Hashing is the term used for a specific sort of encryption; one-way, or asymmetric encryption. In other words, you can make something secret but never be able to reveal the secret again, ever. What use is something like that, immediately springs to mind.
As it happens, it’s actually very useful. Hashing is the key (no pun intended) to inviolable digital signatures. When you think about it, who actually needs to read a signature, you just need to able to recognize it. The reason hashing works as a signature mechanism, is because it’s always a repeatable exercise. If you know what the signature should be, when you rehash what you expect the signature to be, you should have a match. If your assumption is wrong, because something has changed or been tampered with, then the hashed value will never match (at least that’s the idea). Thus the signature has served its purpose. It doesn’t tell you what has changed or who is responsible, just that something has changed.

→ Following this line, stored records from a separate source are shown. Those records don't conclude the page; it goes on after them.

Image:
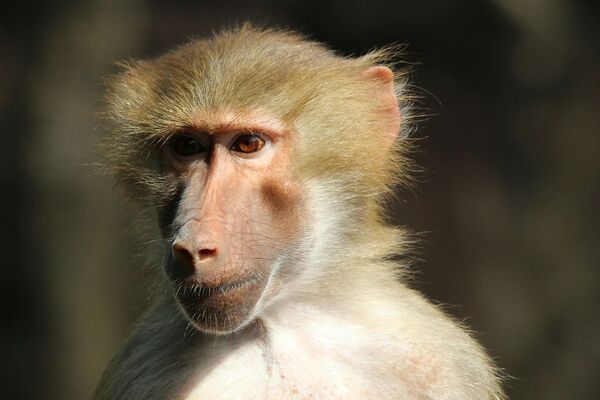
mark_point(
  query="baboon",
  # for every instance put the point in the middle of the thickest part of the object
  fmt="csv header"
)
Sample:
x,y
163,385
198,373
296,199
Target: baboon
x,y
268,159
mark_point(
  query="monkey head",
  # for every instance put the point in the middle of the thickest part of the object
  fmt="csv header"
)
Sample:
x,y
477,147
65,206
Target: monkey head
x,y
252,145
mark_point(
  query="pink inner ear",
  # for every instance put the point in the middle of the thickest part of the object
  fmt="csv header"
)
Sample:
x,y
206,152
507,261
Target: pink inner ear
x,y
385,95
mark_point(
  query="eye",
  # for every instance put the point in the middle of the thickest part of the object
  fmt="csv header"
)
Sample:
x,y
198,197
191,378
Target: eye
x,y
248,143
187,146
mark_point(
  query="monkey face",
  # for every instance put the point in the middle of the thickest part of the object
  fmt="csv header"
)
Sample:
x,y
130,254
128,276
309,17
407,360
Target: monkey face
x,y
234,222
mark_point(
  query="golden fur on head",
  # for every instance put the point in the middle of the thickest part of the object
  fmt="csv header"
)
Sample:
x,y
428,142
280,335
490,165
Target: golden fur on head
x,y
309,87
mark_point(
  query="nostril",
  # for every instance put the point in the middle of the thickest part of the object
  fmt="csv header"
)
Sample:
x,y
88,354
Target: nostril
x,y
207,253
182,263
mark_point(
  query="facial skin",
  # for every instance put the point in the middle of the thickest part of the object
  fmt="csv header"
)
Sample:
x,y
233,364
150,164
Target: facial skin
x,y
237,215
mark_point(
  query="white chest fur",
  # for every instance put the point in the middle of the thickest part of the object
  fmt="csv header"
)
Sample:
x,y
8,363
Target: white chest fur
x,y
323,358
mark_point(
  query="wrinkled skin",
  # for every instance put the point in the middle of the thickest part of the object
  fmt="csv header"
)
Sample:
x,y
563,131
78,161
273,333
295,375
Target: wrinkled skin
x,y
236,218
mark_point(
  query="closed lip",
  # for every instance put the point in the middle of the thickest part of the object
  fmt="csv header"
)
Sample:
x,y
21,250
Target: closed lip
x,y
203,291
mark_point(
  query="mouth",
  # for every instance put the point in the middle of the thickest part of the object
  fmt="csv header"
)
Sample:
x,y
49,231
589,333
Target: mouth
x,y
220,308
201,292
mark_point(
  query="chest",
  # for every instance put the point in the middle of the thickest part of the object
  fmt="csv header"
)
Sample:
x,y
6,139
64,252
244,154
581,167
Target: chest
x,y
292,365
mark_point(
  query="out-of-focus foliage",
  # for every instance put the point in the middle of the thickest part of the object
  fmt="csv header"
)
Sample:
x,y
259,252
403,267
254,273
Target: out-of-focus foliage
x,y
508,200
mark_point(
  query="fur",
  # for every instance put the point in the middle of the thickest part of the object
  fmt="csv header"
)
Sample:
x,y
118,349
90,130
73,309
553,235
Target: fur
x,y
346,325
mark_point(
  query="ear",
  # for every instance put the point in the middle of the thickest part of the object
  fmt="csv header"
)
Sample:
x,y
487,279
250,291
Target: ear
x,y
385,97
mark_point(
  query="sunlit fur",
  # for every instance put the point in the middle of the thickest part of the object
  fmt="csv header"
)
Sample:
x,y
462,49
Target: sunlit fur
x,y
345,325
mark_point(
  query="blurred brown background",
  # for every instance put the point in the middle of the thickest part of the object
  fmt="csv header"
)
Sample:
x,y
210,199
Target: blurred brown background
x,y
507,205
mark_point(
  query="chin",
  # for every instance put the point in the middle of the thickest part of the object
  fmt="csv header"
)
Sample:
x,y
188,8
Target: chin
x,y
220,310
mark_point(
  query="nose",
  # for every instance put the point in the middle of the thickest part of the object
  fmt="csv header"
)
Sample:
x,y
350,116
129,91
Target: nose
x,y
187,258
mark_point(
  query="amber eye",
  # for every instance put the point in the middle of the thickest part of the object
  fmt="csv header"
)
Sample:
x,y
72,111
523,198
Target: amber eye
x,y
186,146
249,143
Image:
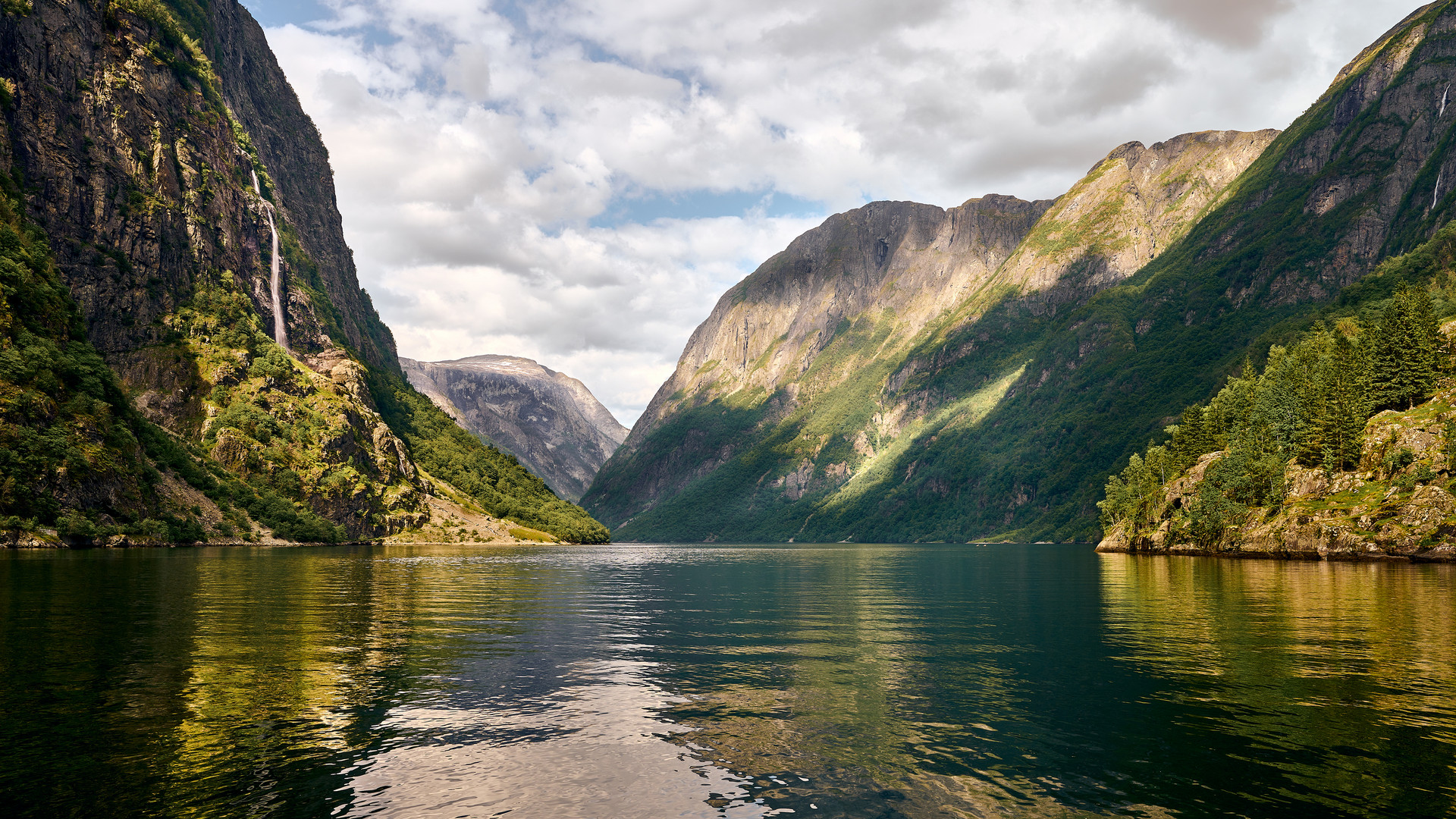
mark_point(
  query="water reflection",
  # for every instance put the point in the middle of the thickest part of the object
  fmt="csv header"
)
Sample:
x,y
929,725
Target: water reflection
x,y
1329,682
644,682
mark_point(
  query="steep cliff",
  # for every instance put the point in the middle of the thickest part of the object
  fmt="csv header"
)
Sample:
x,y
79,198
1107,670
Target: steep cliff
x,y
137,159
800,392
548,420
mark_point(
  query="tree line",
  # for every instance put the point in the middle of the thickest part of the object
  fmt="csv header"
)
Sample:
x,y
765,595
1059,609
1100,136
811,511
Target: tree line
x,y
1310,404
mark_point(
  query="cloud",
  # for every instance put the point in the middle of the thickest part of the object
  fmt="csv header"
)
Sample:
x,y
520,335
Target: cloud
x,y
1232,22
577,181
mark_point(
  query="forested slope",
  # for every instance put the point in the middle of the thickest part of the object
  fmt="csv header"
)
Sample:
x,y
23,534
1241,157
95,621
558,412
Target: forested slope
x,y
1005,416
1343,447
136,165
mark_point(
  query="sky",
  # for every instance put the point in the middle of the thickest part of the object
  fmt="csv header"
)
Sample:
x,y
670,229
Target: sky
x,y
579,181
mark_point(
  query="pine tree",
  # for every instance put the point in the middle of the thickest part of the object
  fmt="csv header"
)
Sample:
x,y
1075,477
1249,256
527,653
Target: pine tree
x,y
1405,350
1346,407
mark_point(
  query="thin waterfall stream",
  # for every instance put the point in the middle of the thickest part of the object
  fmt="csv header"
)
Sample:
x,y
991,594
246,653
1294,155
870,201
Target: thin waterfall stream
x,y
280,328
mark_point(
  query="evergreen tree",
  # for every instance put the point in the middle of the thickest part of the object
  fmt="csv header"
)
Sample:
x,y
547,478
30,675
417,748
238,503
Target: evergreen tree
x,y
1346,406
1405,350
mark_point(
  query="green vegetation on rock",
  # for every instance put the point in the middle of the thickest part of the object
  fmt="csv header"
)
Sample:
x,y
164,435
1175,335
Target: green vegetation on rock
x,y
490,477
1232,471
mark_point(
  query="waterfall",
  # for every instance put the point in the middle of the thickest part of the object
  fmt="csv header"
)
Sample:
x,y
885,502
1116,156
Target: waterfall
x,y
280,327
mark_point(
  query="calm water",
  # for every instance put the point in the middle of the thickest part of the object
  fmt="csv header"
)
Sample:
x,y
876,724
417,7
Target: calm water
x,y
743,682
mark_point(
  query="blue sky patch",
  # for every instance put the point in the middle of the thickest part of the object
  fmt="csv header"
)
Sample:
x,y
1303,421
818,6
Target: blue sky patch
x,y
281,12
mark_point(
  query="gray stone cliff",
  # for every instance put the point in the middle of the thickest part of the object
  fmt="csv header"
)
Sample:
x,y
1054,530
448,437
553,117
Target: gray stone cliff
x,y
548,420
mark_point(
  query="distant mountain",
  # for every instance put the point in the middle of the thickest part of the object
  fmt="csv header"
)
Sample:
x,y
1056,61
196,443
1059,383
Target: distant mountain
x,y
548,420
908,373
185,352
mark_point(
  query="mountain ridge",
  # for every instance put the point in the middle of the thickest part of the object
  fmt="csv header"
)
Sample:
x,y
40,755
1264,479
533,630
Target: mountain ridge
x,y
548,420
134,180
1006,417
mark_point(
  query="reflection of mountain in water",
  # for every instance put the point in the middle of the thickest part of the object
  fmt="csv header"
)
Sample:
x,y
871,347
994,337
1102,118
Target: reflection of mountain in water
x,y
837,682
1332,676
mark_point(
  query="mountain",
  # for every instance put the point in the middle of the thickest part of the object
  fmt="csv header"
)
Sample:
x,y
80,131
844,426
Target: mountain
x,y
206,363
548,420
1345,447
1130,297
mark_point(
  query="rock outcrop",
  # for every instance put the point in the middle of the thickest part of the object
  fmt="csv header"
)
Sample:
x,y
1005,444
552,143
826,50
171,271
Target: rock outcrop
x,y
133,133
1002,416
1395,506
906,276
548,420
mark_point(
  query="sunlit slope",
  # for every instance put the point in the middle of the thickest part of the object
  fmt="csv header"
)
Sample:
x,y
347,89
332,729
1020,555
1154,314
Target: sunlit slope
x,y
133,158
801,394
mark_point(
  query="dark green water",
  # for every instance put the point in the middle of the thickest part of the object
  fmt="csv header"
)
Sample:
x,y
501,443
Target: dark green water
x,y
686,681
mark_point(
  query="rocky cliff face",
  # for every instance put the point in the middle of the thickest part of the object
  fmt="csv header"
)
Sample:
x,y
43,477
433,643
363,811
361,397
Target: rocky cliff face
x,y
548,420
1389,507
1133,297
1128,209
900,262
851,312
152,171
289,145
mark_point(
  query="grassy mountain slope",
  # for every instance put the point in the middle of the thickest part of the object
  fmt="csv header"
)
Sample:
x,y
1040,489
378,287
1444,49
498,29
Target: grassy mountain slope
x,y
1006,417
137,171
1343,447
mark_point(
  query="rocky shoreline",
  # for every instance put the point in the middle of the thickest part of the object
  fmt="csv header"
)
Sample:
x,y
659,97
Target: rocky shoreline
x,y
1395,506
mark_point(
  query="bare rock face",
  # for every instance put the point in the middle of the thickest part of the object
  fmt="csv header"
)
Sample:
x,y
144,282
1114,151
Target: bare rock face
x,y
548,420
881,289
1128,209
902,261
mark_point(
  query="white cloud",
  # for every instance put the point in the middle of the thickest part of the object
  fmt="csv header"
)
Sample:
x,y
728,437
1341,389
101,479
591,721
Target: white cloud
x,y
481,146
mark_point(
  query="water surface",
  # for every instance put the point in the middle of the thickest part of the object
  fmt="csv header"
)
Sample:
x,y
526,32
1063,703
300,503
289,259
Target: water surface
x,y
730,681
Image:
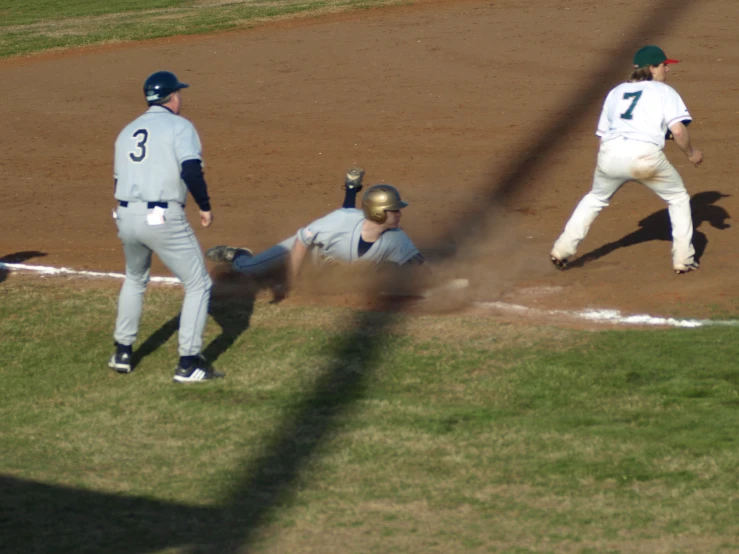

That’s not the only use for hashed data. A hash algorithm also reduces the size of what you are encrypting to a fixed manageable size. Thus the signature for anything, even the complete works of Shakespeare will be a hash (or message digest to the pedantic) of a fixed size, depending on the hash algorithm used. Popular algorithms are MD-5, SHA-1, SHA-256 (& other flavours of SHA-2) and most recently a new SHA-3 algorithm has emerged. There are other variants but those are the most common. They are related to one another and, as you might imagine, are successively more secure than prior algorithms (incidentally resulting in progressively larger hash sizes).
So, the more astute of you are probably wondering how one can compress a document the size of the complete works of Shakespeare into a hash the size of 256 bits say (with SHA-256). Sort of TARDIS like, if you enjoy colourful metaphors like I do. Well the answer is, there are obviously multiple collections of data out there that will eventually give you the same hash. This is called a collision in true opaque style. Indeed, most attempts to break hash algorithms involve trying to deduce arrangements of data that yield collisions. Consequently, the larger the message digest size in bits, the less likely it is to possibly obtain a viable collision, at least that’s the theory.